If you have reading recommendations, that would be nice. If you are up for designing an author's website for me at a reasonable rate so I can leave behind this cheesy blog interface once and for all, that would be even nicer. Let me know. I know some of you Cactuseaters readers are high-tech wizards. I could use your expertise. If this ever happens, I would like the website to have a name other than "Cactuseaters," which is kind of misleading.
Josh Garrett Davis: Ghost dances: proving up in the Great Plains: A lovely, witty memoir about a Midwestern childhood, with seamlessly incorporated research. Not quite done but I'm hooked.
Henry Adams: The Education of Henry Adams. My oh my did I despise this book in high school, but I picked it up again the other month, mostly because it appears at the very top of a revered Wesleyan writer-in-residence's coveted "lifetime reading list." I was hooked from the very first page. Mr. Adams could write like crazy.

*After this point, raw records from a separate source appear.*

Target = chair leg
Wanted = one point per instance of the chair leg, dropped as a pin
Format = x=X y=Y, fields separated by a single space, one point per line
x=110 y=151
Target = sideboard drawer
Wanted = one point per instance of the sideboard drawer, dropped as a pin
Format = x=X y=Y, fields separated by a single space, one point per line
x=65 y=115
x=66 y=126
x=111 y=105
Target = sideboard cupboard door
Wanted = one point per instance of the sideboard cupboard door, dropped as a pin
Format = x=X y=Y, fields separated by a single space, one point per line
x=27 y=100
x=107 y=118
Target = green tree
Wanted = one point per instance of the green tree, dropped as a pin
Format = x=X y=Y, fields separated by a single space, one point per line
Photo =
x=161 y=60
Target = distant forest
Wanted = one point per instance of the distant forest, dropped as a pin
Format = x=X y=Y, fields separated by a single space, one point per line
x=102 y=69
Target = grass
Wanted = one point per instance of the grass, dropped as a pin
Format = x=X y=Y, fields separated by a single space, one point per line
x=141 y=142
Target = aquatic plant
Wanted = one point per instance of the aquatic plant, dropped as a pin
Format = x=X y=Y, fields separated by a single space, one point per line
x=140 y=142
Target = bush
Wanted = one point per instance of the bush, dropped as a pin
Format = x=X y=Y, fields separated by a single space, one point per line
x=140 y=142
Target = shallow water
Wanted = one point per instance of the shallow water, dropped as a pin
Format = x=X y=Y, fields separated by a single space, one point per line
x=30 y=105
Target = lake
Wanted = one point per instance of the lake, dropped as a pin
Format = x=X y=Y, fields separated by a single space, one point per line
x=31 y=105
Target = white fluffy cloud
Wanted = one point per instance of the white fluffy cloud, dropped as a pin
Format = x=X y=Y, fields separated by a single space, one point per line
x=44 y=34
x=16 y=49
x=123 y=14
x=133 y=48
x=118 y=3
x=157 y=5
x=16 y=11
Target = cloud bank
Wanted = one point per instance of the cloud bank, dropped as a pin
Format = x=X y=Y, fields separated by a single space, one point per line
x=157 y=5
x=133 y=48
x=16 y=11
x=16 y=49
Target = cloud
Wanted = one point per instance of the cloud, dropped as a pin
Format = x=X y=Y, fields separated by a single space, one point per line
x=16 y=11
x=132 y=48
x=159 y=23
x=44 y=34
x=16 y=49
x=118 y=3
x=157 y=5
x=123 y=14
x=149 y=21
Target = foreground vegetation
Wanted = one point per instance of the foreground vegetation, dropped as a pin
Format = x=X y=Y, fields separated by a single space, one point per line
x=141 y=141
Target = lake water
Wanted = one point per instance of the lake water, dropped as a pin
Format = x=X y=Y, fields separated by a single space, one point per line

Modern-day reviewers would attack him for his decision not to write about a personal tragedy that must have been a defining moment in his life (wouldn't that qualify as part of his 'education,' according to his own, broad definition of the term?) but I love the style, the thinking, and the way he avoids shoe-gazing memoir by suggesting the wider world around him.
If you have reading recommendations, that would be nice. If you are up for designing an author's website for me at a reasonable rate so I can leave behind this cheesy blog interface once and for all, that would be even nicer. Let me know. I know some of you Cactuseaters readers are high-tech wizards. I could use your expertise. If this ever happens, I would like the website to have a name other than "Cactuseaters," which is kind of misleading.
Saturday, September 08, 2012
Matthew Parker's Larceny in my Blood -- and the Cactus Eaters! -- featured in The Millions website
Now get a load of this. This eye-opening interview appears this week in my very favorite web-based literary magazine, and this interview just happens to include a mention of The Cactus Eaters. Anyhow, I thoroughly enjoyed Matthew Parker's hard-hitting, honest and funny book, which was published this month.Oh, and there's one more thing I want you to see: Wolf Larsen's beautiful song, "If I Be Wrong," featured recently on NPR. Here's the link to the song and video. Anyhow, I am glad to report that I am following up my recent TC Boyle interview with a Wolf Larsen Q and A. Stay tuned! By the way, I almost forgot to mention that the TC Boyle interview will appear, in print version, in the upcoming debut issue of Catamaran, which will also include a very brief essay I wrote about Boyle's work.